Almost everything in the room gets a label: the tub that holds the blocks and the shelf the tub sits on, the stove in the play kitchen and the sand table on the other side of the class. Shippey also enlists the students in maintaining and cleaning the room, a way of teaching them the value of teamwork.
“The kids need to know what to expect – a routine,” she said. “Things being the same makes it a lot easier for them to learn if things are not chaotic.”
The teachers also stock their rooms with folders, pencils, crayons and other supplies that prove indispensable once class starts. Teachers regularly spend money from their own pockets on such supplies, or they reach out to churches or use other fundraising tools. Some Schenectady teachers use DonorsChoose – a website that allows teachers to post fundraisers for classroom items – to source basic supplies.
Central Park Middle School sixth-grade teacher Greg Rice and his wife have benefited for the past decade from summer supply drives at their church, Immanuel Lutheran Church in Niskayuna. Last week, as he unpacked and organized a half dozen bags overflowing with supplies, Rice said some students make it to school on the first day with everything on their classroom supply lists, while others come with few or no supplies. So once he determines who needs what, Rice will discreetly slip notebooks, folders and other supplies into their desks.
“I’ll say, ‘Don’t forget what’s in your desk,’” Rice said. “It’s one less barrier to education for them.”
Carrie White, who teaches in the same Yates classroom where she student-taught a dozen years ago, is staying put this school year but will teach second grade for the first time. Most of the students joining her in second grade were also in her first-grade class.
She still spent part of her summer redesigning her room, so the students will return to a space that feels new and different – more second-grade, less first-grade.
“I wanted it to be different for them, so it didn’t feel like returning to first-grade baby room,” White said. “Having it fun and warm and inviting for them is really important.”

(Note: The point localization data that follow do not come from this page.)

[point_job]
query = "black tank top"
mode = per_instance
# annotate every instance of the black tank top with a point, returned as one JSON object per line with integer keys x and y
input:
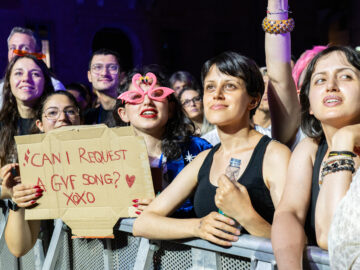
{"x": 310, "y": 218}
{"x": 252, "y": 179}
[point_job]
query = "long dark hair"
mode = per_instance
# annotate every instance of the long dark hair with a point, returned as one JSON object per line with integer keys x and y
{"x": 178, "y": 129}
{"x": 309, "y": 124}
{"x": 9, "y": 114}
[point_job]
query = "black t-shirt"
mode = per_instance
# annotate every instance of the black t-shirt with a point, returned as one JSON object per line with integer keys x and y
{"x": 99, "y": 116}
{"x": 252, "y": 179}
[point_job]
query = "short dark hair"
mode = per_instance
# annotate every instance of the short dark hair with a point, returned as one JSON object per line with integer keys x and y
{"x": 309, "y": 124}
{"x": 105, "y": 51}
{"x": 25, "y": 31}
{"x": 237, "y": 65}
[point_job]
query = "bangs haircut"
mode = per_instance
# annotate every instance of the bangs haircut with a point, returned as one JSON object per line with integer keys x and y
{"x": 239, "y": 66}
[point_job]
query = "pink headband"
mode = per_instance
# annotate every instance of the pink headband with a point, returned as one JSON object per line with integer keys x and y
{"x": 303, "y": 62}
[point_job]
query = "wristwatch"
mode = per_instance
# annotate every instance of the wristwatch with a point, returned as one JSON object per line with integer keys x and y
{"x": 13, "y": 206}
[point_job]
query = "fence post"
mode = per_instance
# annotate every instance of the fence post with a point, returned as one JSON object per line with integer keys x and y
{"x": 205, "y": 259}
{"x": 107, "y": 253}
{"x": 54, "y": 247}
{"x": 38, "y": 254}
{"x": 145, "y": 254}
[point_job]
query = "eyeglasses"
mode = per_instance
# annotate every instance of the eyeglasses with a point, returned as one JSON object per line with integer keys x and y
{"x": 112, "y": 68}
{"x": 53, "y": 113}
{"x": 194, "y": 100}
{"x": 137, "y": 96}
{"x": 38, "y": 56}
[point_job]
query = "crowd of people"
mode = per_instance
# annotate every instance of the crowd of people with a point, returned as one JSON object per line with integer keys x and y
{"x": 271, "y": 152}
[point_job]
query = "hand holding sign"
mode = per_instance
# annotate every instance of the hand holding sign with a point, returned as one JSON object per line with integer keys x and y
{"x": 89, "y": 175}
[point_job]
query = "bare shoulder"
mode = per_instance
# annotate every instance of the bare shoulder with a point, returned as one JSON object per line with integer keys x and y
{"x": 275, "y": 153}
{"x": 306, "y": 149}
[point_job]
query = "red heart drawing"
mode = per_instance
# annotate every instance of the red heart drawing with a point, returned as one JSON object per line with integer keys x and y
{"x": 130, "y": 180}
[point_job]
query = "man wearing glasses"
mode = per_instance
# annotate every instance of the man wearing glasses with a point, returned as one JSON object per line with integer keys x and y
{"x": 23, "y": 39}
{"x": 104, "y": 75}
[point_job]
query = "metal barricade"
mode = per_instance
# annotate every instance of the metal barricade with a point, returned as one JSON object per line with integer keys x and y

She created more of an open space, flowing from the pods of tables at the center of the room to the reading rug and other corners of the room. Last year, different spaces – centers where students cycle through different activities – were more defined, White said. This year’s open layout points to the expectation that, in second grade, her students will be more independent.
White is also using DonorsChoose to raise money for flexible seating that would allow her and her students to easily shuffle desks into countless permutations.
With the floors as shiny as they are likely to be for a long time, the two dozen chairs in her room sat empty. But at each desk, a name tag and a roll of Smarties with a note titled “Hey Smartie” waited for students to arrive. The Smarties party, however, will have to wait until the end of the day, White said.
“It’s something they can look forward to all day long,” White said. “It’s a little something so they know I was thinking about them.”